Часть I »(продолжение)Надя Делаланд: Хотя я и не часто бывала на твоих семинарах, скорее эпизодически там появлялась, но, на мой взгляд, ты – учитель от Бога. Есть ли у тебя любимые ученики, и можешь ли ты про кого-то из них сказать, что они превзошли своего учителя?Леонид Костюков: Так как я всё-таки больше пишу прозу, а ученики мои больше пишут стихи, то, конечно, превзойти меня не так-то и сложно. Но в первую очередь могу назвать Андрея Гришаева. Можно ли сказать про него, что он мой ученик? С какой-то долей условности, понятное дело. Наше с ним общение – это не учёба в строгом смысле слова, а, если не бояться штампов, взаимообогащающий диалог. Оказало ли это общение какое-то влияние на его письмо? Я думаю, да, какое-то оказало. Было ли это влияние положительным? Думаю, да, в какой-то степени было. Если каждое из этих «да» поделить на десять – то, наверное, какой-то след остался. Андрей пару раз – даже при свидетелях – выразил благодарность мне. Эта благодарность была превышена раза в три: мой вклад в тот корпус стихов, который на данный момент есть у Андрея Гришаева, скромен, но он есть. Поэтому – да, конечно, это моя гордость в первую очередь. Ещё много разных людей охотно бывали на моих занятиях: Павел Борисов,
Вадим Керамов, Женя Никитин. И, на мой взгляд, многие из них за эти годы улучшили своё письмо. Сказать, что если бы они не ходили, то они бы не улучшили, я не могу.
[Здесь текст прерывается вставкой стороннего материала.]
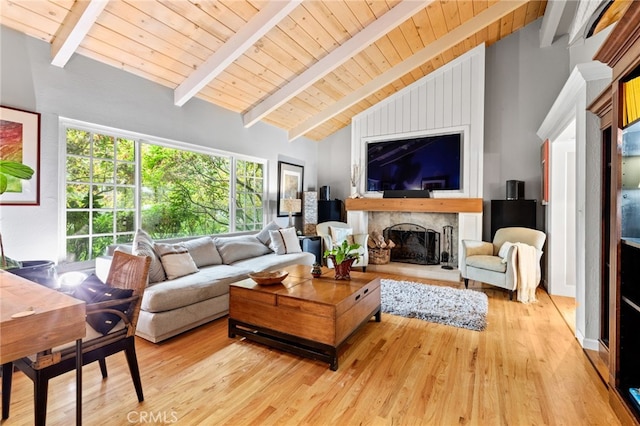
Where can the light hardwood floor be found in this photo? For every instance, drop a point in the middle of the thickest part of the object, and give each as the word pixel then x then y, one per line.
pixel 525 368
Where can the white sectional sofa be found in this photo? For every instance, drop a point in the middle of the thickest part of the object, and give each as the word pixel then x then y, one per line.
pixel 179 303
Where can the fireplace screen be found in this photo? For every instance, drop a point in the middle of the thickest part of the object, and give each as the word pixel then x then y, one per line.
pixel 414 244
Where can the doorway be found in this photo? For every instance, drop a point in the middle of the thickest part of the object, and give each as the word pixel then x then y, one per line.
pixel 561 219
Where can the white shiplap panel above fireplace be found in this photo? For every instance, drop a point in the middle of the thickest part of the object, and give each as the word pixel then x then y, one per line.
pixel 449 98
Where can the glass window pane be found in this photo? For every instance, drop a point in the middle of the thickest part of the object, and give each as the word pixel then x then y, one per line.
pixel 125 174
pixel 125 149
pixel 183 193
pixel 102 222
pixel 78 142
pixel 103 146
pixel 78 249
pixel 125 198
pixel 99 246
pixel 124 238
pixel 103 171
pixel 78 169
pixel 78 223
pixel 102 197
pixel 125 221
pixel 77 196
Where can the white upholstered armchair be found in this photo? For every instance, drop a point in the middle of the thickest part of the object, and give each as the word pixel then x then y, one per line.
pixel 500 264
pixel 334 232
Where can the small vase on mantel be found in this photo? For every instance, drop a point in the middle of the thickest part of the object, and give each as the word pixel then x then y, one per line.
pixel 316 270
pixel 343 270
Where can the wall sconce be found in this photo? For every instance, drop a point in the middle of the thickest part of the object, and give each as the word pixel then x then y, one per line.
pixel 291 205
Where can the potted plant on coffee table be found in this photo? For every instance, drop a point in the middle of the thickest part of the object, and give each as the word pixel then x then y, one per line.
pixel 343 256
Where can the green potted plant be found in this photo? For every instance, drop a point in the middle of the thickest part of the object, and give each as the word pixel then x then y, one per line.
pixel 343 257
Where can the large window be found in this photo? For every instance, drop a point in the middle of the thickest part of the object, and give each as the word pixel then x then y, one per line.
pixel 116 183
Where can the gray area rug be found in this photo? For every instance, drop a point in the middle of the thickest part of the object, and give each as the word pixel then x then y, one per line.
pixel 444 305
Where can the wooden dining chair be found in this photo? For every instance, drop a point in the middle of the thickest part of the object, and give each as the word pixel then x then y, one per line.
pixel 127 272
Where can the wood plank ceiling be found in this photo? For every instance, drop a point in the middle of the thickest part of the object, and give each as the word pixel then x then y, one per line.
pixel 307 67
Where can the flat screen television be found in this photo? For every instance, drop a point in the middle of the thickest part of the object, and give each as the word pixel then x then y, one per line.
pixel 432 162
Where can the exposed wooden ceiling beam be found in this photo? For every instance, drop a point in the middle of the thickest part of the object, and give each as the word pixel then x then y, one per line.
pixel 267 18
pixel 550 21
pixel 440 45
pixel 81 17
pixel 372 32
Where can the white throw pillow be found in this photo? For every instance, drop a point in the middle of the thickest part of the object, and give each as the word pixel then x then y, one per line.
pixel 504 250
pixel 284 241
pixel 263 235
pixel 176 260
pixel 338 235
pixel 203 251
pixel 143 246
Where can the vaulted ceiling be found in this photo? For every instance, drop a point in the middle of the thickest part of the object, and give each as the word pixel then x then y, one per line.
pixel 304 66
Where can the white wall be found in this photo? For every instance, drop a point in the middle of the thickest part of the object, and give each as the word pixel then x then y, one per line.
pixel 451 97
pixel 93 92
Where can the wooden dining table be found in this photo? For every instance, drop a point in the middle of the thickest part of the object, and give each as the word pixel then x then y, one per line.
pixel 35 318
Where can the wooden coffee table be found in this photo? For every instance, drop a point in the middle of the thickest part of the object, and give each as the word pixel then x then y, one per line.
pixel 307 316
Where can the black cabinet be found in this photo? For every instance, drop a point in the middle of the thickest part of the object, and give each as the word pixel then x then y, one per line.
pixel 329 210
pixel 312 244
pixel 506 213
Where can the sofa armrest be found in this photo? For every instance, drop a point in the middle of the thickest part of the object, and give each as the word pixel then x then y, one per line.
pixel 103 264
pixel 473 248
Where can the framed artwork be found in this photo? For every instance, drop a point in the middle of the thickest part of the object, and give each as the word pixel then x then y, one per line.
pixel 431 183
pixel 544 157
pixel 290 184
pixel 20 154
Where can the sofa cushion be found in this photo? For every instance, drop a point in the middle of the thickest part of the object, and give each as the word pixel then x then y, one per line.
pixel 203 251
pixel 491 263
pixel 263 236
pixel 143 246
pixel 239 247
pixel 208 282
pixel 272 261
pixel 176 260
pixel 285 241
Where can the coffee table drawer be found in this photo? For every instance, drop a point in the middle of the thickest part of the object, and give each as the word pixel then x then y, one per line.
pixel 313 308
pixel 347 321
pixel 253 295
pixel 358 297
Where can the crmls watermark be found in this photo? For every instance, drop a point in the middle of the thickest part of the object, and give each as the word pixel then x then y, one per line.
pixel 166 417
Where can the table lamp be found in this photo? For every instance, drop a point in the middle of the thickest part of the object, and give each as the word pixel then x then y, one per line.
pixel 291 205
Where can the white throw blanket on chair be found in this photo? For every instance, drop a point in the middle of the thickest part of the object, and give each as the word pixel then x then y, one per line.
pixel 526 259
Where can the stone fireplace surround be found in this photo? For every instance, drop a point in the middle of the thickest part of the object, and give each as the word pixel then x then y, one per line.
pixel 375 214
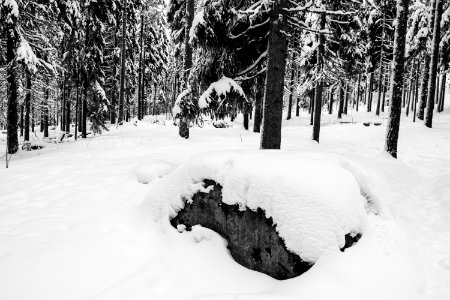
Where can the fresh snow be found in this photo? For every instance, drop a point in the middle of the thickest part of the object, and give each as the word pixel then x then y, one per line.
pixel 74 222
pixel 221 87
pixel 288 186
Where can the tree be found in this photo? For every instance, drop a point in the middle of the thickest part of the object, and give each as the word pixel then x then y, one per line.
pixel 434 62
pixel 396 88
pixel 276 64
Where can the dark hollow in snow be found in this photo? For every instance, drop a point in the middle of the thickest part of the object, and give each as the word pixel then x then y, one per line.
pixel 252 238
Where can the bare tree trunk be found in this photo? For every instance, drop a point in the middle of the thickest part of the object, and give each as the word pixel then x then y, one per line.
pixel 434 62
pixel 183 130
pixel 319 89
pixel 12 140
pixel 276 65
pixel 358 92
pixel 140 106
pixel 398 65
pixel 123 60
pixel 27 107
pixel 442 96
pixel 259 97
pixel 291 83
pixel 341 101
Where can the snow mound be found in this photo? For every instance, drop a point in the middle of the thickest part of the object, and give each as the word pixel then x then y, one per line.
pixel 149 171
pixel 312 199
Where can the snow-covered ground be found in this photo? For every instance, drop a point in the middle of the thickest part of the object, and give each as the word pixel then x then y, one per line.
pixel 74 223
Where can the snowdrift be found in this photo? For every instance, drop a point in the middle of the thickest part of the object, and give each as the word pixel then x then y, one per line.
pixel 313 201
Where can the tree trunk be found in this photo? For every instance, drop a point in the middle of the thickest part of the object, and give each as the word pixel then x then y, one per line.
pixel 68 120
pixel 46 111
pixel 330 107
pixel 442 96
pixel 84 109
pixel 398 67
pixel 259 95
pixel 358 92
pixel 347 94
pixel 12 140
pixel 27 107
pixel 434 62
pixel 312 95
pixel 123 60
pixel 183 130
pixel 319 89
pixel 140 106
pixel 21 120
pixel 341 101
pixel 276 64
pixel 291 83
pixel 77 107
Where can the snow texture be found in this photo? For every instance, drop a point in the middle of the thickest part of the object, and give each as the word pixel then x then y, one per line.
pixel 221 87
pixel 288 187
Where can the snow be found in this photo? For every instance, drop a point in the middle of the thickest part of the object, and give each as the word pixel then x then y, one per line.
pixel 311 220
pixel 14 10
pixel 26 55
pixel 149 171
pixel 198 19
pixel 74 223
pixel 221 87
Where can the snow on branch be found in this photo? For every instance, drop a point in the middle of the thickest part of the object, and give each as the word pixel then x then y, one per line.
pixel 221 88
pixel 26 56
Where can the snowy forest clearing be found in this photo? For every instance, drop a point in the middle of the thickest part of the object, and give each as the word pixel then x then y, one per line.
pixel 74 224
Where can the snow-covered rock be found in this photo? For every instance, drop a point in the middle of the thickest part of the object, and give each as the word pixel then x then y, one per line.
pixel 149 171
pixel 313 200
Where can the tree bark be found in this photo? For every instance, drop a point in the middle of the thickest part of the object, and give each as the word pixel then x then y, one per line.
pixel 183 130
pixel 259 97
pixel 276 64
pixel 434 63
pixel 319 89
pixel 291 83
pixel 341 101
pixel 27 107
pixel 398 67
pixel 140 106
pixel 12 140
pixel 123 60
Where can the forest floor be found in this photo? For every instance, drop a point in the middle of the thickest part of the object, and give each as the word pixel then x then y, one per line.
pixel 72 224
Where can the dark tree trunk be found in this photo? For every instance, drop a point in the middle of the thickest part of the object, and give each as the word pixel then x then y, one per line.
pixel 341 102
pixel 140 106
pixel 370 93
pixel 442 96
pixel 122 64
pixel 424 88
pixel 398 65
pixel 12 140
pixel 319 89
pixel 358 92
pixel 183 130
pixel 291 83
pixel 68 120
pixel 27 107
pixel 84 109
pixel 77 107
pixel 21 120
pixel 330 107
pixel 347 94
pixel 63 104
pixel 416 90
pixel 312 95
pixel 259 96
pixel 276 64
pixel 434 62
pixel 47 95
Н. Д.: Ольга Гришаева.Л. К.: Ольга, да. Она окончила Литинститут. Могу сказать, что Ольга всегда относилась ко мне очень хорошо – и живо, и почтительно одновременно. И, может быть, что-то из того, что я сказал, она на ус намотала. Она относится к тем, кто улучшил уровень письма за время посещения моих семинаров. Скажу так: я устроил какую-то грядку, на ней выросли какие-то овощи. Но если бы они выросли не на этой грядке – они бы выросли всё равно, потому что овощи растут прежде всего от дождя и от солнца.
Н. Д.: А Ганна Шевченко?Л. К.: Ганна Шевченко училась у меня – если это вообще можно так назвать – эпизодически. На занятия она не ходила или ходила раз или два, мы с ней в основном списывались, и я выражал мнение про её стихи и рассказы. Так что на наши отношения «учитель-ученик» стоило бы навесить три пары кавычек: здесь нельзя говорить о каком-то моём влиянии.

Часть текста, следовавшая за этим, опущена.